The Reason I Sway
Residencies
- 06.11 > 25.11.2023
the reason I sway
Communication through sound has been a steady center of inquiry, and I still experiment on how to work with vocal expression and sound on a level of interdependence, treating both as compositional elements of a kin fabric. During this residency I wish to elaborate ‘sonic transpositions’, or translations into sound material and gestures of emotional, sensorial and mental states experienced by persons with impairments and/or mental imbalances like the autism spectrum, but also of the animal and vegetal world; I am thinking here of the complex conversations of species and whole ecosystems through mycorrhizal networks, on how certain animals mainly sniff and hear their way through the world (sensorial ways of connecting) and on swarm behavior.
I want to leave the track of neurotypical thinking and immerse in a different kind of contact: “It is not linear. It is fluid and flexible, kind of like a private Wikipedia that I am constantly revising and editing, but instead of words, everything is written in my own ever-evolving language of hieroglyphic films filled with hyperlinks to associated and often irrelevant thoughts… I am utterly incapable of having one thought without at least another hundred coming along for the ride… I am never not cross-referencing the trees with the forests…”2 is how comedian Hannah Gadsby describes her train of thought. In his book “The reason I jump”, Naoki Higashida, a young autist with limited verbal communication skills, describes with the help of facilitated communication and his mother how he perceives: “To make myself understood, it’s like I have to speak in an unknown foreign language, every minute of every day… What we actually are looking at is the other person’s voice. When we’re fully focused on working out what the heck it is you are saying, our sense of sight sort of zones out… We never really feel that our bodies are our own.”

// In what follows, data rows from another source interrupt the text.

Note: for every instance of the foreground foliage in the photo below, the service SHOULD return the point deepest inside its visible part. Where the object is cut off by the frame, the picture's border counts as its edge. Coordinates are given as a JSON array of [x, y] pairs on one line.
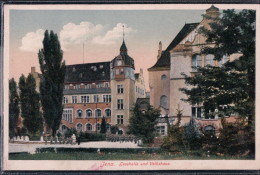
[[30, 104], [52, 81], [142, 124]]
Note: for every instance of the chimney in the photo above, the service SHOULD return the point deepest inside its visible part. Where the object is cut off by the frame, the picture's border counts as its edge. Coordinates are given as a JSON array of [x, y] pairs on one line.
[[212, 12], [160, 50], [141, 71], [32, 69]]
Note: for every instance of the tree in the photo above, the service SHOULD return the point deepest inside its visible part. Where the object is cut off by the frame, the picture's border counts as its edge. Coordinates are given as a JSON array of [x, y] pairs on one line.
[[143, 124], [52, 81], [174, 140], [191, 136], [30, 104], [233, 84], [13, 106], [103, 126]]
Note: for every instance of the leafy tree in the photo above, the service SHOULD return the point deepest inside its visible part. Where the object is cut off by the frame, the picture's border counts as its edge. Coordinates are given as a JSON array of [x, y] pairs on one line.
[[235, 139], [143, 124], [114, 129], [103, 126], [174, 140], [233, 84], [30, 104], [13, 106], [52, 82]]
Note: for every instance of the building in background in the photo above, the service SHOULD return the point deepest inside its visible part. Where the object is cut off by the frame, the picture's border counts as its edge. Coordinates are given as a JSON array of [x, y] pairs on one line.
[[165, 77], [105, 89]]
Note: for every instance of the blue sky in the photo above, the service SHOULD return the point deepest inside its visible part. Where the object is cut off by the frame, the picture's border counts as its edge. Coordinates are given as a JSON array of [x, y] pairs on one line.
[[144, 29]]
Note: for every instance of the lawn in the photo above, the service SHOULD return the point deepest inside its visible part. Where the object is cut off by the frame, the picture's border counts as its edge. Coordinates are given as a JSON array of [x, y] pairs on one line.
[[117, 156]]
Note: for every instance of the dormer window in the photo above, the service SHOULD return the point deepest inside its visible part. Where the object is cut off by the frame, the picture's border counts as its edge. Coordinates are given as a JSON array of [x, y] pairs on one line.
[[196, 62], [119, 63]]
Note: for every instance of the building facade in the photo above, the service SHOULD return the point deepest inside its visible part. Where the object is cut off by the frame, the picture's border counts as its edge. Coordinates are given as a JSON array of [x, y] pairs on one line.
[[104, 89], [181, 56]]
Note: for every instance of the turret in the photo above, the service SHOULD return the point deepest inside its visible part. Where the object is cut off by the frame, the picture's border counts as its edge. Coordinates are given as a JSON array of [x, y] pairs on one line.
[[160, 50]]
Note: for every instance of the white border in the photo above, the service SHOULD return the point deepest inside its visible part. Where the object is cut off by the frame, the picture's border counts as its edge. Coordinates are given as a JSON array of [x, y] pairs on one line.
[[97, 165]]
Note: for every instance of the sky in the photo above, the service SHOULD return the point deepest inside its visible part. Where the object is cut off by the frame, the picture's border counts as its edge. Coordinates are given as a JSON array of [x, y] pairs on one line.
[[101, 32]]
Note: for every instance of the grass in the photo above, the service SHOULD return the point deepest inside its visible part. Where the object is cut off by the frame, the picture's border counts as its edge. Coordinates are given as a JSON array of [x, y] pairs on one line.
[[116, 156]]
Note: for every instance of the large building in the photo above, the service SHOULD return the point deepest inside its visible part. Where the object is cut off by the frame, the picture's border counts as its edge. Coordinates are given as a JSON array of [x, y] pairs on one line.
[[104, 89], [165, 77]]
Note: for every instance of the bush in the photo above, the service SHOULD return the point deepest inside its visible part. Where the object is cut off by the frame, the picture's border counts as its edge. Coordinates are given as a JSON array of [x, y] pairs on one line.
[[35, 138], [191, 136], [85, 137], [173, 142]]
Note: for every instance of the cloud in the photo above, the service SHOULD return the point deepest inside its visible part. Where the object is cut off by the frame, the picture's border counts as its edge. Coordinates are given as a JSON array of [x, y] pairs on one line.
[[32, 41], [72, 34], [112, 36]]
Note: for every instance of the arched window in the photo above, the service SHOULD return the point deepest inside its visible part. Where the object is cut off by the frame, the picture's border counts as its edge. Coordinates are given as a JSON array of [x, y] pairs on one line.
[[98, 113], [89, 113], [98, 126], [209, 60], [88, 127], [107, 113], [108, 126], [79, 113], [79, 127], [64, 128], [209, 129], [223, 60], [120, 132], [164, 102], [195, 62], [163, 77]]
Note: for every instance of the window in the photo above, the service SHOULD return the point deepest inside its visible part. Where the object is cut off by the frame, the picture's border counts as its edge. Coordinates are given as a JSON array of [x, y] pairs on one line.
[[87, 86], [79, 113], [65, 100], [209, 60], [74, 99], [163, 77], [164, 102], [160, 130], [108, 127], [120, 104], [89, 113], [209, 129], [120, 89], [223, 60], [98, 113], [79, 127], [100, 85], [107, 98], [107, 113], [209, 113], [120, 119], [78, 86], [196, 112], [67, 115], [89, 127], [84, 99], [195, 62], [98, 127], [96, 98]]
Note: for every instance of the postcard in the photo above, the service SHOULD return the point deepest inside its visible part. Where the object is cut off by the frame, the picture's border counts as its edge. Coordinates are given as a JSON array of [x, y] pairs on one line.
[[131, 87]]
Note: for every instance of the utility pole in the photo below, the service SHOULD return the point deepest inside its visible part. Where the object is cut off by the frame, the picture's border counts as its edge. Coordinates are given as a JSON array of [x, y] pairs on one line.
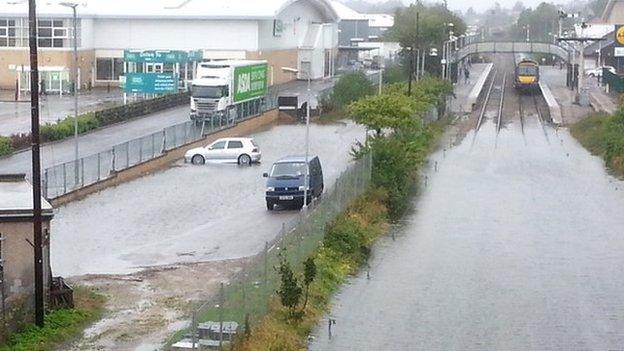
[[36, 162]]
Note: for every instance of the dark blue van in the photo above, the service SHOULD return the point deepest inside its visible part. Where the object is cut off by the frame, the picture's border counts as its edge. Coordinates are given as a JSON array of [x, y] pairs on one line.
[[285, 184]]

Working with persons with impairments in the past gave me some insight into a different way of experiencing life that entails depth, various senses and a huge amount of attention to details. Living in the countryside, I spend a lot of time outside, observing cats, deer, birds, hedgehogs, trees, flowers, worms. In order to gain a glimpse into their world, I need to open my senses, give up my perspective, make way for something unknown.
These different modes of perception bear remarkable qualities, talents and sensitivities that deserve some attention and might help us to find balance, ease and pleasure living in approximations: not waiting for ourselves nor the environment to be ‘perfect’ to do what we strive to. My own and peer’s limitations and the communications linked to them as well as observing nature inspire me to invent narratives different from the dominant, perfectionist, efficiency-driven ones. In the face of mass extinction of species, global warming and the waste of resources, I feel a deep urge to sit with nature and learn from her ways of communicating, to get into an animal or plant approach, if something like this is possible, to sense each other, as an alternative and an enrichment to our humancentric viewpoint. Maybe a non-verbal access into communication can help to void the need to judge and hierarchize, or perhaps shows the way into a more inclusive way of using language. As persons with impairments finally become more and more visible in the arts field, I wish to extend this physical presence into areas like the mental, the sensual, the sonic and the relational.